A man selling cheap metal and enamel jewellery takes my hand and folds it around a necklace.

I try to give it back but he backs away, hovvering at a safe distance.

Five Euro, Signora. Only five Euro!

He won't take it back.

You want to give it to me?

For you, two Euro, only two Euro.

If you want to give it to me, I'll take it. But I don't want to buy anything.

One Euro? Signora?

But I don't want it.

I lay the necklace on the fountain. He picks it up and leaves but as soon as he moves on, another moves in.

Rosa, Signora, Roses?

Please

One rosa; only two Euro!

don't try to sell me anything.

I am irrationally and suddenly angry.

I stand up.

I stand unecessarily close to him.

He's wearing a long, brown djebellah which smells strongly of sweat. I don't know whether it's brown from dirt and age, or whether this is it's natural colour.

I look directly into his eyes, which are very close to mine. There isn't any Piazza Navona any more. Just this man and me.

I say, quietly and as firmly as possible,

Go Away.

Signora?

Louder

Go. Away.

I'm not quite sure what I'm prepared to do at this point. Luckily, nor is he.

After a long moment:

Ok, Signora,

he says. I go away.

...

Round the corner, at Caffe della Pace, I drink prosecco. The waitress brings me unasked-for olives, peanuts and elaborately lumpy spicy-flavoured lumps.

I begin to feel bad about the man in Navona; about the bartenders, the shopkeepers; the market stallholders. After all, it works the other way too: grocers put extra oranges in my bag after I've paid; waiters forget to charge me for dessert; this morning, a flowerseller ran up to gave me a perfect canna lily, the stalk broken too short to use in his display.

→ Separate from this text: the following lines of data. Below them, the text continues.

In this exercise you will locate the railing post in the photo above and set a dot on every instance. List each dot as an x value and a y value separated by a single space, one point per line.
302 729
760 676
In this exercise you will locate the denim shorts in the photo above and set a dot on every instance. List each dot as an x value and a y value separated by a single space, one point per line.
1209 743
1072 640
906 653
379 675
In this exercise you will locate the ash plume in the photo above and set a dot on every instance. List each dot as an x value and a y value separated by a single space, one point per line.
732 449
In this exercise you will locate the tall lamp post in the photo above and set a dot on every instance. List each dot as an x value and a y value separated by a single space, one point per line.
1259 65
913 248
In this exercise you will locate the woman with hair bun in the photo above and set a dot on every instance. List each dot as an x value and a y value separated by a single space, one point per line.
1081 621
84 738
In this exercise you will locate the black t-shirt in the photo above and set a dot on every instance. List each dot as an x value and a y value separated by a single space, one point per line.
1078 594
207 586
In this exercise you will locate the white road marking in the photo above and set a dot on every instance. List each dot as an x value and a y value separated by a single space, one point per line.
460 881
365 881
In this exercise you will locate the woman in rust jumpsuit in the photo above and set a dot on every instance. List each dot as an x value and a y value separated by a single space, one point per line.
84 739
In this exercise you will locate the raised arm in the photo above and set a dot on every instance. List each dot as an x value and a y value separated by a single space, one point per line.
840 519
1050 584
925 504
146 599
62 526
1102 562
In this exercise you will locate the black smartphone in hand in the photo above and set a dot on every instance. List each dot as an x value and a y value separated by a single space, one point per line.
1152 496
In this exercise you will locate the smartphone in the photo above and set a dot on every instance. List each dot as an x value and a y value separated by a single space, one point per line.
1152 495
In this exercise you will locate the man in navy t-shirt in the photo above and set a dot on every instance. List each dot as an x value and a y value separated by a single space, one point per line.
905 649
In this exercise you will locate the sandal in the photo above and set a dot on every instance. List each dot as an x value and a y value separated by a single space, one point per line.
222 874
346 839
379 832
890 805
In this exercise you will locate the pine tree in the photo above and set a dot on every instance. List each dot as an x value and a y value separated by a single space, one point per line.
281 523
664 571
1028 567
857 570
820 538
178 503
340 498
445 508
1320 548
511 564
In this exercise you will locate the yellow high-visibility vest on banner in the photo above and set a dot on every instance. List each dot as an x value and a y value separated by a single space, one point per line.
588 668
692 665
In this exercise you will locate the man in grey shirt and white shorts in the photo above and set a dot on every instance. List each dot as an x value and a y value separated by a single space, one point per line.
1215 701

I think all transactions in Italy are just less fixed; more open to negotiation which offends my firmly entrenched, Anglo-Saxon sense of fixed value. Italians are also more willing to enter casually into negotiation, and expect you to haggle even if you don't want what they're offering.

I finish my prosecco. Although this is one of the most fashionable cafes in the area, the bill is much small. Wine is cheap: milk is expensive. But I can't get the waitress's attention. I leave the money on the table, along with a generous tip to make up for what? For not asking for the bill? For the peanuts? For the flower-seller? I wonder whether the staff will think I've skipped without paying. I do not want another encounter of any kind.

I'm half-way down the street when the waitress catches up with me.

She touches my arm.

4 euros, please.

I look at her. She looks anxious. She is younger than me. She doesn't want to be asking this question.

It's ok - I left it on the table.

She believes me. It's funny. I laugh; she laughs. I have paid correctly the correct sum which has been correctly demanded of me. We are both relieved.